Медленно, не отвечая на привычные вопросы: «Отшила, обула, одела, зарыла?» – шел я по коридору.
Прошло время. Годы, годы. Да не годы прошли, а уж ровно сорок лет. Рождественские морозы в эту зиму не состоялись. Нам было не холодно. На Колькиной могиле мы помянули всех, кто уже ушел. Обещали друг другу жить долго.
Ване Савкину было бы уже сорок шесть лет. Может быть, его сын в эти дни сдавал бы Ольге Сергеевне физику, а его отец, семидесятилетний, не работал бы, а переживал за внука, а то и нянчился бы с правнуками. Сильный он человек, сдаваться не хочет, возит веселого начальника.
А я иду мимо родного института и хочу, чтобы всем было хорошо.
Цыганочка жилпоселовская
Пришла чудесная осень: дни – солнечные, мягкие, вечера – теплые, пахучие, воздух – сладкий, с дымком картофельной ботвы, ночи – полные снов и мечтаний.
Ленька приезжал с работы, хлебал щи и выносил на улицу баян. У подъезда собирались пацаны и, скрестив руки на груди, слушали чарующие аккорды Ленькиной смелой игры. Любил он музыку страстно, и. будоражили Ленькины буги, рок, танго и вальсы поселок, выгоняли взрослых и детей из кухонь и комнат и – как они танцевали!
Танцевали они по-разному и в разное время. Взрослые, например, старались натанцеваться до заходы солнца, а дети дожидались сумерек и приставали:
– Леха, ну сбацай чего-нибудь путевое.
Ленька (безотказный он был человек) спокойно поправлял лямки тульского баяна, вздыхал, улыбался и разводил меха:
Не ходите дети в школу,
Пейте дети кока-колу!
Подвывали пацаны, выделывая из себя папуасов «Новой Жилпоселии», а потом бросались в бесовство «Читанагуа чучи», зачумлено похрипывая:
О, тяжкий труд!
Полоть на поле кукурузу.
После бесподобных пассажей «Читанагуа чучи» Ленька делал небольшую паузу, с чувством, толком, расстановкой раскуривал «Смерть альпиниста», а мальчишки чинно прохаживались по танцплощадке. Наконец бычок «Памира», щелкнутый музыкально-слесарным пальцем, выписывал длинную дугу, золотистой крапинкой обозначенную в густеющих сумерках, и медленно-медленно, в ритме убаюкивающего блюза начинался рок жилпоселовский. Почему жилпоселовский: да мелодия была всем очень знакома давно, с пеленок. И слова. Слова-то уж точно были – свои!

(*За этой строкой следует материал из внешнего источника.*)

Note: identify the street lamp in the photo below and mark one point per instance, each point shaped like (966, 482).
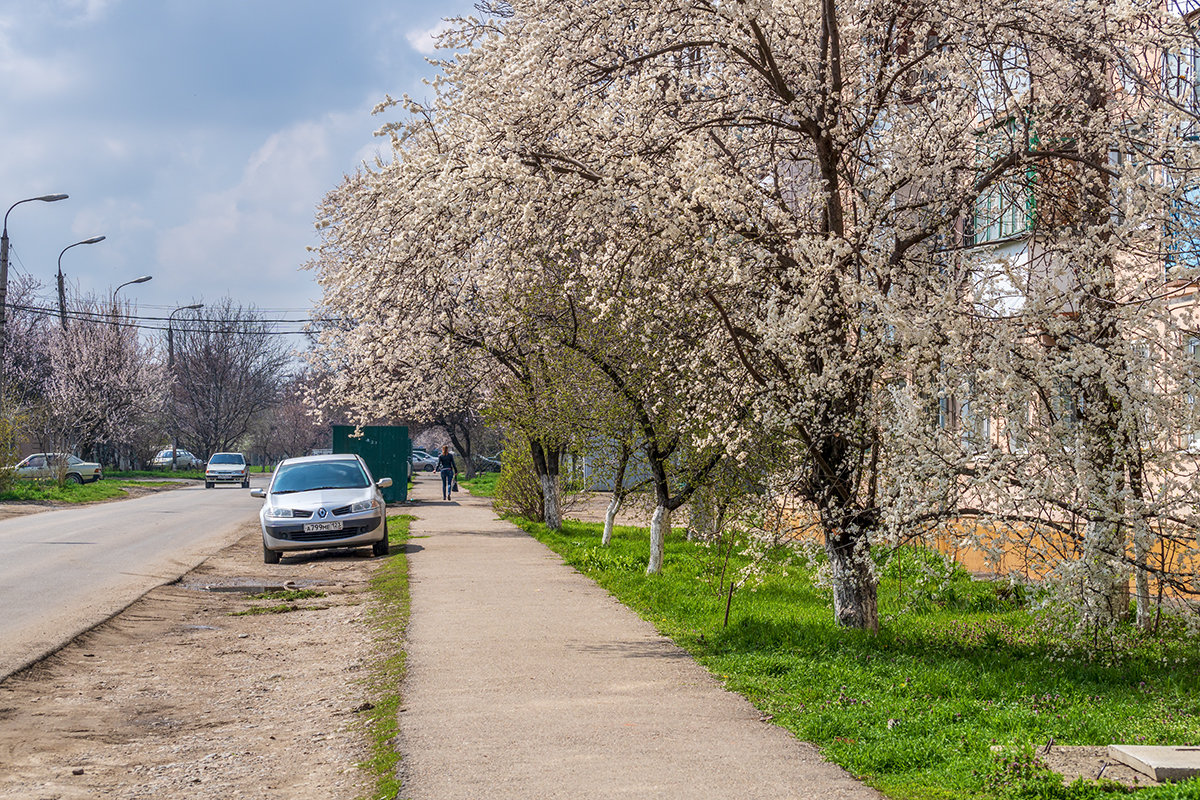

Колхозный сторож Иван Лукич
В колхозе свистнул один кирпич.
Пели мальчишки с такими понимающими улыбками, будто знали того самого Лукича, который:
Построил домик и в нем живет,
Не зная горя, табак жует!
А музыка, быстро выбираясь из блюзовых скоростей, разгонялась, разгонялась до самых отчаянных роковых страстей, и отдавали мальчишки року, некоронованному королю танцев двадцатого века, всю неуемную страсть подмосковно-мальчишеской души. Они бесились в каждом роке как в последний раз, будто чувствовали, что где-то на далеком Западе уже вихляются в твисте сверстники, рождается шейк в изломанных капитализмом мозгах, носятся в воздухе идеи разных брейков. О, неважно, что они чувствовали, скорее всего они ничего не чувствовали, просто дергал их Ленькин «туляк» за руки, ноги, нервные клетки и языки:
– Шарь, Ленька, шарь!
И все-таки не Ленькин рок был гвоздем программы тех осенних вечеров, а «цыганочка». Да не та, что бацали в «Ромэне» или в «Поплавке» у «Ударника». Там была «цыганочка» классическая. А классика, как Ленька часто говорил, быстро надоедает. Искусство же настоящее требует постоянно нового, личного, неповторимого. Таковой была «цыганочка» жилпоселовская, Ленькина. Сколько чудного накручивалось в ней, какая она была спорая на импровизацию, лихую, взрывную импровизацию!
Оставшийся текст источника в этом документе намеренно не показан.